Leilani no quería pensar sobre el regreso de Jeremy a la isla. Estaba cansada y sudada.
Lanzó a un lado la sábana húmeda y salió de la cama. Hacía un calor infernal en la casa. No podía dormir y cada vez que cerraba los ojos lo único que podía ver era a Jeremy.
Atravesó lentamente la cocina hasta llegar a la puerta trasera. La abrió y se apoyó contra el marco mirando al jardín. Una suave brisa le golpeó su sudoroso rostro.
«¿Por qué has tenido que volver?»
¿Y por qué no podía sacárselo de la cabeza?
Tenía cosas más importantes en las que pensar, como la forma de hacer que el aire acondicionado funcionara. Tenía que trabajar un turno extra el fin de semana para conseguir el dinero suficiente para arreglarlo. O tal vez Kai podría hacer magia con sus manos y arreglarlo otra vez.
«¿Por qué has tenido que regresar? ¿Y por qué tienes que ser tan guapo?»
Elevó la mirada a la luna, recordando sus sueños infantiles en los que Jeremy la abrazaba y la besaba. Eso era en lo único que pensaba desde el mismo día en que lo conoció.
¿Por qué no era el pijo gilipollas que pensaba que era cuando le conoció? La vida habría sido mucho más fácil.

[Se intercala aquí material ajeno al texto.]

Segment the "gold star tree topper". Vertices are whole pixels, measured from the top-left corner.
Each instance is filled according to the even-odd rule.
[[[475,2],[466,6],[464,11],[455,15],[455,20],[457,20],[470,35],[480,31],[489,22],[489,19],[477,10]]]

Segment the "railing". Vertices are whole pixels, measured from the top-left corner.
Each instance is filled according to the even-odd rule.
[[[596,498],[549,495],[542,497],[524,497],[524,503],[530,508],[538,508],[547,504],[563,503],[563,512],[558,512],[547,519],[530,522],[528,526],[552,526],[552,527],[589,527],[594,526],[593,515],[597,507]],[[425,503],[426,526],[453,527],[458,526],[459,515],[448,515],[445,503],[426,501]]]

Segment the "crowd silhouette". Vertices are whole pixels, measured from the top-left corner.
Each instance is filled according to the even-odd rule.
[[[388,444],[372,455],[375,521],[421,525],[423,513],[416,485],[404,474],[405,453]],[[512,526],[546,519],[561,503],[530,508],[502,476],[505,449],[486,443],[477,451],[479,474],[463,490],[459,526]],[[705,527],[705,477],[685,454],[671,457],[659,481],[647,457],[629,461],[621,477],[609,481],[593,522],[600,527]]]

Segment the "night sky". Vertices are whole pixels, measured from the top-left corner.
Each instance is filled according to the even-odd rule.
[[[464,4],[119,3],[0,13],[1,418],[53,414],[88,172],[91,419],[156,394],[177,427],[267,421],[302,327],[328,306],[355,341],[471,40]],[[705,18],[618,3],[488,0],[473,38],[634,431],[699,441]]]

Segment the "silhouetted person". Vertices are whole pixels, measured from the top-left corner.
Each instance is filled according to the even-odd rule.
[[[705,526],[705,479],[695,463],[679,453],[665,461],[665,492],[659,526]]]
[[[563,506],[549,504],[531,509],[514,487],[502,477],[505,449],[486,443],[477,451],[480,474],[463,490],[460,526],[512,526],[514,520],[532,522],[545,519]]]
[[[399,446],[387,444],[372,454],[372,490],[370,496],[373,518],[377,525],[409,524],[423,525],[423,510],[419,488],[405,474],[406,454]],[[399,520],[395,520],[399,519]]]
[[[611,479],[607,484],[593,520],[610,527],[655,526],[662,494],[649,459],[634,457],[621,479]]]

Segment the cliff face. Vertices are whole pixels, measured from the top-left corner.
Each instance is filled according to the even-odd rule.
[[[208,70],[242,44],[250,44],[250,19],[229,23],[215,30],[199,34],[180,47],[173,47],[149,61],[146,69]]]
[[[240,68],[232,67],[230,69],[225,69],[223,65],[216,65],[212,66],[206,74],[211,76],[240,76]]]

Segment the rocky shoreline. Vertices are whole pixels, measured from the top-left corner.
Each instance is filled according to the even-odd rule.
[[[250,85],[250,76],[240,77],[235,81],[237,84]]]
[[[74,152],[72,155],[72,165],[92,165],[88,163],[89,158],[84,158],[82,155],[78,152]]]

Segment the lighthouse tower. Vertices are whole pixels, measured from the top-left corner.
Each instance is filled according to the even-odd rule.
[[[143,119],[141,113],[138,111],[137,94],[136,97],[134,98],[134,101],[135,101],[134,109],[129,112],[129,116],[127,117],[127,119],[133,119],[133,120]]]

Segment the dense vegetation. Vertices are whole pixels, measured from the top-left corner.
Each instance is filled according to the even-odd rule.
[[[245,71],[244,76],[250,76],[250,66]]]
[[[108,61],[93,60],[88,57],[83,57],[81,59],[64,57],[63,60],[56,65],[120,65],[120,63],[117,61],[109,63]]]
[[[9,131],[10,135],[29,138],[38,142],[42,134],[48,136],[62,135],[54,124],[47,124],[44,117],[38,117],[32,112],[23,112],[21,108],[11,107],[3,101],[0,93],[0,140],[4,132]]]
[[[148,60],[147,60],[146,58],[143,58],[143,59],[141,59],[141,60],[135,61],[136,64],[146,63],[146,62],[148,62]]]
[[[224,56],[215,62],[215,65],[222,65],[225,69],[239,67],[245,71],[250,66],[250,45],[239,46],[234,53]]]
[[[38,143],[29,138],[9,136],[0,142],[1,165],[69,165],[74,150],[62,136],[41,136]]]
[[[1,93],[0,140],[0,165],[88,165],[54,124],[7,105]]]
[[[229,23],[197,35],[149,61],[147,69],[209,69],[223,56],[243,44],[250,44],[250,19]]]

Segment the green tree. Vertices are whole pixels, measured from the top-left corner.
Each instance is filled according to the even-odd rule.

Pero no, la vida quería torturarla haciendo que Jeremy fuera tan hermoso por dentro como lo era por fuera.
Era amable, dulce y considerado. Todo lo que había hecho, desde intentar animarla cuando Candy le robó el trabajo hasta ser amigo de Sammy, le había hecho enamorarse de él... hasta las trancas.

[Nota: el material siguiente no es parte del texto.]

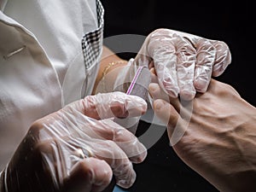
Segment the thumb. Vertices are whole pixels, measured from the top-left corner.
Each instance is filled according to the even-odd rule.
[[[102,191],[111,182],[112,169],[108,164],[95,158],[79,161],[64,181],[64,191]]]

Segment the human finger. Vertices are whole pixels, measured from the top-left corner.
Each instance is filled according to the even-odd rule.
[[[153,58],[158,81],[163,90],[172,97],[177,97],[179,88],[177,78],[177,55],[172,36],[166,30],[159,30],[150,36],[148,52]]]
[[[197,91],[205,92],[209,85],[216,49],[207,39],[201,38],[195,45],[197,57],[195,68],[194,85]]]
[[[191,43],[182,37],[177,37],[176,49],[177,77],[180,90],[179,95],[184,100],[191,100],[195,96],[194,73],[196,51]]]
[[[231,63],[231,53],[229,46],[223,41],[211,41],[216,48],[216,57],[212,68],[212,76],[221,75]]]
[[[147,110],[143,99],[119,91],[86,96],[81,105],[84,114],[96,119],[136,117]]]
[[[64,191],[102,191],[113,177],[109,165],[96,158],[85,158],[73,166],[64,181]]]

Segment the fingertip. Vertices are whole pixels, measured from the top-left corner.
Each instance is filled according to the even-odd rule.
[[[172,105],[166,101],[158,99],[154,101],[154,108],[155,114],[162,120],[164,125],[171,126],[176,125],[179,114]]]
[[[102,191],[110,183],[112,177],[112,169],[106,161],[85,158],[72,167],[64,188],[67,191]]]
[[[195,96],[195,90],[183,90],[180,91],[180,96],[182,99],[185,101],[190,101],[194,99]]]
[[[128,189],[133,185],[136,177],[136,172],[133,168],[131,168],[131,172],[125,174],[125,177],[118,178],[116,183],[122,188]]]
[[[208,82],[203,79],[195,79],[194,86],[198,92],[204,93],[207,90]]]

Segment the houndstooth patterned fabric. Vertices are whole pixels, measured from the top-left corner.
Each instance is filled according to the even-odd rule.
[[[104,9],[100,0],[96,0],[96,2],[98,28],[86,33],[82,39],[85,69],[90,68],[96,61],[99,61],[102,47]]]

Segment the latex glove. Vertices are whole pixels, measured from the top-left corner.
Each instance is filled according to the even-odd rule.
[[[172,146],[188,166],[219,191],[256,191],[255,107],[213,79],[206,93],[186,103],[160,99],[163,92],[155,84],[149,91],[155,114],[167,125]]]
[[[231,62],[227,44],[169,29],[150,33],[135,62],[154,68],[160,86],[172,97],[185,100],[205,92],[212,75],[219,76]]]
[[[132,163],[145,159],[146,148],[111,119],[100,119],[141,115],[146,108],[143,99],[113,92],[87,96],[37,120],[3,171],[1,187],[102,191],[113,173],[118,185],[130,187],[136,179]]]

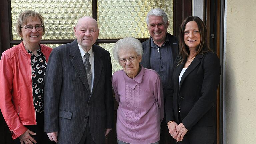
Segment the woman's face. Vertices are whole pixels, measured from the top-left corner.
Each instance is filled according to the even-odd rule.
[[[184,31],[184,41],[190,49],[196,49],[200,44],[200,32],[196,22],[191,21],[187,23]]]
[[[127,59],[125,63],[121,63],[119,62],[119,64],[127,75],[130,78],[134,78],[139,73],[139,63],[141,61],[141,56],[138,55],[136,51],[132,48],[128,50],[121,48],[118,53],[118,55],[119,60],[128,59],[132,57],[135,58],[134,61],[133,62]],[[137,56],[138,57],[136,58]]]
[[[32,30],[30,31],[26,30],[25,27],[21,28],[21,35],[23,39],[23,42],[26,43],[39,43],[43,37],[43,29],[37,30],[34,26],[37,24],[42,25],[42,23],[38,17],[30,19],[28,23],[25,25],[21,25],[23,27],[26,25],[31,25],[33,26]]]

Y no había cambiado. Todavía era guapo e increíblemente fuerte. Y esos ojos. ¡Dios mío, esos ojos! Le hablaban y la intoxicaban hasta el punto de llegar a perderse en aquellos océanos azules.

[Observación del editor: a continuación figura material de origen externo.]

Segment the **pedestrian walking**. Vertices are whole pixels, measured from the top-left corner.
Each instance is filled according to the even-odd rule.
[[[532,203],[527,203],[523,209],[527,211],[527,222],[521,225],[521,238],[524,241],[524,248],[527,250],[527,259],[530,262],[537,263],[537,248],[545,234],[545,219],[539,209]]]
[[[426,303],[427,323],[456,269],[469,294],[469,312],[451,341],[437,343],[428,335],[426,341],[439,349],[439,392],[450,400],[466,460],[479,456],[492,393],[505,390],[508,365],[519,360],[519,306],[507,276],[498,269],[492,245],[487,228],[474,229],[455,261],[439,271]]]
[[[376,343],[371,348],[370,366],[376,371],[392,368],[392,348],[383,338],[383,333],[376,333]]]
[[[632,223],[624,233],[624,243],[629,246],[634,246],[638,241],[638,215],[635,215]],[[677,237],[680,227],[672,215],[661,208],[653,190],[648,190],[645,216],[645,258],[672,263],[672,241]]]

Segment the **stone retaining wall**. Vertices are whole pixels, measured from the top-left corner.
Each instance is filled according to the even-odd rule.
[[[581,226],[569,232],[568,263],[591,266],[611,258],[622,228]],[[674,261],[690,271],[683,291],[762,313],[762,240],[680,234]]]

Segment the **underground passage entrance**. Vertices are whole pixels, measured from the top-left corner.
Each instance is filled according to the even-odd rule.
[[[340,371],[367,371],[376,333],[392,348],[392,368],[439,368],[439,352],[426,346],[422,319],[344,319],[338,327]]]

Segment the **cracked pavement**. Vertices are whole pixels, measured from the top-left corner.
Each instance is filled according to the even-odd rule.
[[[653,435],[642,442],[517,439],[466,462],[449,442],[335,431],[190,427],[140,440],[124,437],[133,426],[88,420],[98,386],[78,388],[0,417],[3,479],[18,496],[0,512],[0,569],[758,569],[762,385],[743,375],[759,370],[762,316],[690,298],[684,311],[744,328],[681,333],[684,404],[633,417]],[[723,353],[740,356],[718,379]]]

Suspiró y cerró los ojos. Esos labios. Oh, cómo recordaba esos sueños en los que los sentía contra los suyos. Suaves, firmes, sensuales. El corazón le dio un vuelco por el anhelo.
«¡Grrr!» Se golpeó la cabeza contra el marco de la puerta una y otra vez.
«¡Olvídalo! ¡Olvídalo! ¡Olvídate de él ya!»
«¡Para ya!»
Ya no era ninguna niña. No tenía tiempo para tonterías de niñata.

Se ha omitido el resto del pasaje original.